If you are using a 20W-50 without ZDDP, one 8 oz. bottle of additive will increase the ZDDP content of five quarts of the motor oil by 400 ppm. This equates to 1.6 oz. of additive raising the ZDDP concentration of one quart by the same amount.
Using racing oil in a street car is not always a great choice unless you perform frequent oil changes like my once-a-year under 500-mile change. Racing oils don’t contain the same amounts of detergents, dispersants, or other ingredients needed for longer oil change intervals. Keeping the engine internals clean equals less wear, so oil needs to clear away byproducts and suspend them long enough that they reach the oil filter and get trapped.2 Racing oils however often contain high zinc levels, and that zinc is beneficial to our vintage engines.
As a side note, you know our gearboxes use 30-weight oil.(20W-50) The non-overdrive MG gearboxes last forever with conventional motor oil and we haven't seen benefits to synthetics. We have seen overdrive gearboxes be very fussy about oil and wouldn't recommend synthetic.
Finally, the oils we are looking at are for regular oil changes. Breaking in the engine for the first 500 miles wears the cylinder-wall asperities, providing increased surface area for the rings to seat tightly. The result is maximum compression (i.e. power) and minimum oil consumption. Here we would use something like a Lucas Break-In oil which has 50,000 ppm Zinc!

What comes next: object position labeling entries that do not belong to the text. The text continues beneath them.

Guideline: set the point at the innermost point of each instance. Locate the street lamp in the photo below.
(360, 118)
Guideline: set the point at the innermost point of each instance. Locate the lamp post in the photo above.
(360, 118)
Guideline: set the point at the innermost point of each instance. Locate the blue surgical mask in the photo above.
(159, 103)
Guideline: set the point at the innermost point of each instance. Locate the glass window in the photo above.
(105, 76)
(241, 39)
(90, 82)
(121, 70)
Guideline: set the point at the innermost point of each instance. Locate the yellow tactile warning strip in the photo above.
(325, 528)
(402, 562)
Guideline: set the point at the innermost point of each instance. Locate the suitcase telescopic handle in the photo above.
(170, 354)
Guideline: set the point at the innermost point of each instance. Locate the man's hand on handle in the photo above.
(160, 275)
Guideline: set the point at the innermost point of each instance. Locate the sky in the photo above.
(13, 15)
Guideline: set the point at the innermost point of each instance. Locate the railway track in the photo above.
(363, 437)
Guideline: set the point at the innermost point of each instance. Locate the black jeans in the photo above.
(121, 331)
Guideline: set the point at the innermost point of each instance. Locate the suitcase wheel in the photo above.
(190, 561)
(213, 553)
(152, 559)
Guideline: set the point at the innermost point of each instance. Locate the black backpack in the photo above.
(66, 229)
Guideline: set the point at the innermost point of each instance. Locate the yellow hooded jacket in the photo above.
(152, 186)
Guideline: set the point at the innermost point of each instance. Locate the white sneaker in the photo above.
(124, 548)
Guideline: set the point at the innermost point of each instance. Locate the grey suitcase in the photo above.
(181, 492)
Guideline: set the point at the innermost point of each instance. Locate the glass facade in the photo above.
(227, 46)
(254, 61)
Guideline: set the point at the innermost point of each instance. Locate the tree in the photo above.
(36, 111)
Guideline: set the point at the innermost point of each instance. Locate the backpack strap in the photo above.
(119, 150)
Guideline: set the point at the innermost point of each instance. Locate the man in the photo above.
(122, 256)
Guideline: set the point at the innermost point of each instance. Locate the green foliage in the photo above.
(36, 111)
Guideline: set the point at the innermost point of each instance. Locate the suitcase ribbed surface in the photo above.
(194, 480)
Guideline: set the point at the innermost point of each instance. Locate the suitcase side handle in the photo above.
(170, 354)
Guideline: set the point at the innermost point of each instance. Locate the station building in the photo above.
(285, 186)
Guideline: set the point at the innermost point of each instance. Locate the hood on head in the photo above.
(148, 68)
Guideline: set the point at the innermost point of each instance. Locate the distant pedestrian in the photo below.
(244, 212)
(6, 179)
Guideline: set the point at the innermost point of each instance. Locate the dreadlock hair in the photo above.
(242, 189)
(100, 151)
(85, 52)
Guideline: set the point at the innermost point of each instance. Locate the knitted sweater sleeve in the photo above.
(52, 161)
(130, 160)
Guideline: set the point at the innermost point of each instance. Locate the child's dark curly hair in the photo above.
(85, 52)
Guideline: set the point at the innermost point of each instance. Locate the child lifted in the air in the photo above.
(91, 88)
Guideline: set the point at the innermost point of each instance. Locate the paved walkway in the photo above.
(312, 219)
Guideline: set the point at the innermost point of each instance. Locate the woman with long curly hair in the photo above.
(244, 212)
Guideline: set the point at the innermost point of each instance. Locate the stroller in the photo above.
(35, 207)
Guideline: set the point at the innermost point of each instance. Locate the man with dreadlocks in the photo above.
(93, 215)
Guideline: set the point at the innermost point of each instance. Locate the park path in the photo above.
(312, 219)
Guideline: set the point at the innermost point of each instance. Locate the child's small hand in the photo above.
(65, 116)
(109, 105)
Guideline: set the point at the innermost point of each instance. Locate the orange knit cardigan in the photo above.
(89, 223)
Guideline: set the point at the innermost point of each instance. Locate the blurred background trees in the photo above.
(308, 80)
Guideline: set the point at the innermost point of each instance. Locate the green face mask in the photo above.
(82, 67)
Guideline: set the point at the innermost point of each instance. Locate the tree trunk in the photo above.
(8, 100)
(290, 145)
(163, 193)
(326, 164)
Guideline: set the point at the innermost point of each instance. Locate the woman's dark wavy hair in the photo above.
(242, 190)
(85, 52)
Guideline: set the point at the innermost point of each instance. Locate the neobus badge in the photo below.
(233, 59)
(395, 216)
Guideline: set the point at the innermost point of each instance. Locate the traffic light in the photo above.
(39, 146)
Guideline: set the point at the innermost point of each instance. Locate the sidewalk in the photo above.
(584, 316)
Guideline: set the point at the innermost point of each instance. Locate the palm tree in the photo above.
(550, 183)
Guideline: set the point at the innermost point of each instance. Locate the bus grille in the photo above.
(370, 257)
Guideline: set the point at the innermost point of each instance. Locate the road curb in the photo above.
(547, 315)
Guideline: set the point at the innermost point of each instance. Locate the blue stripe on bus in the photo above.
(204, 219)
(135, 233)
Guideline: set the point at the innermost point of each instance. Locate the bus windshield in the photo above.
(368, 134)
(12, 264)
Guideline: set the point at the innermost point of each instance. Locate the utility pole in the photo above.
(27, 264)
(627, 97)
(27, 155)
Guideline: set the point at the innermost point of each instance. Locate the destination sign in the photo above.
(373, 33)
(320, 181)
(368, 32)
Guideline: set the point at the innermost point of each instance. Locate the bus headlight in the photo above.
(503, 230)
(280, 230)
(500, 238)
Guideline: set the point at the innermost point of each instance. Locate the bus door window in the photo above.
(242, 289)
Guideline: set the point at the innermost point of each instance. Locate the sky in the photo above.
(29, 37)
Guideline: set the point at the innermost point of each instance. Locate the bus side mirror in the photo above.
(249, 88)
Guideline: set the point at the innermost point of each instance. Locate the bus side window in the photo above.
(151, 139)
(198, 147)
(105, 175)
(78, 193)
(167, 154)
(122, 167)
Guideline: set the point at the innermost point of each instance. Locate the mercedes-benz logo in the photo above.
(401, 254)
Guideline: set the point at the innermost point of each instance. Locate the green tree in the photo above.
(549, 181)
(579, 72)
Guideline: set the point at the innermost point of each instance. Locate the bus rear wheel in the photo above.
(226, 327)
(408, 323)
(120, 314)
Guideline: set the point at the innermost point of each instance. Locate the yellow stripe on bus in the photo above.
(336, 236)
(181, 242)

Below is the chart of easily available options. I did not add a price as they fluctuate so much. I hope this is helpful for your next oil change!
1 Zinc dialkyl dithiophosphate (ZDDP) is the most common zinc-based additive used primarily as an anti-wear agent to prevent premature engine wear. It also provides corrosion and oxidation protection. ZDDP anti-wear additives are heat-activated, meaning they provide wear protection in areas of increased friction. As temperatures rise and surfaces come closer together, ZDDP decomposes and the resulting chemistry protects critical metal surfaces. When parts move during operation, any sliding or rolling motion takes place on top of or within the ZDDP anti-wear film, which reduces metal-to-metal contact.
2 Detergents “keep” your engine clean. High ester counts will work to not add any further deposits but it will not remove built-up deposits.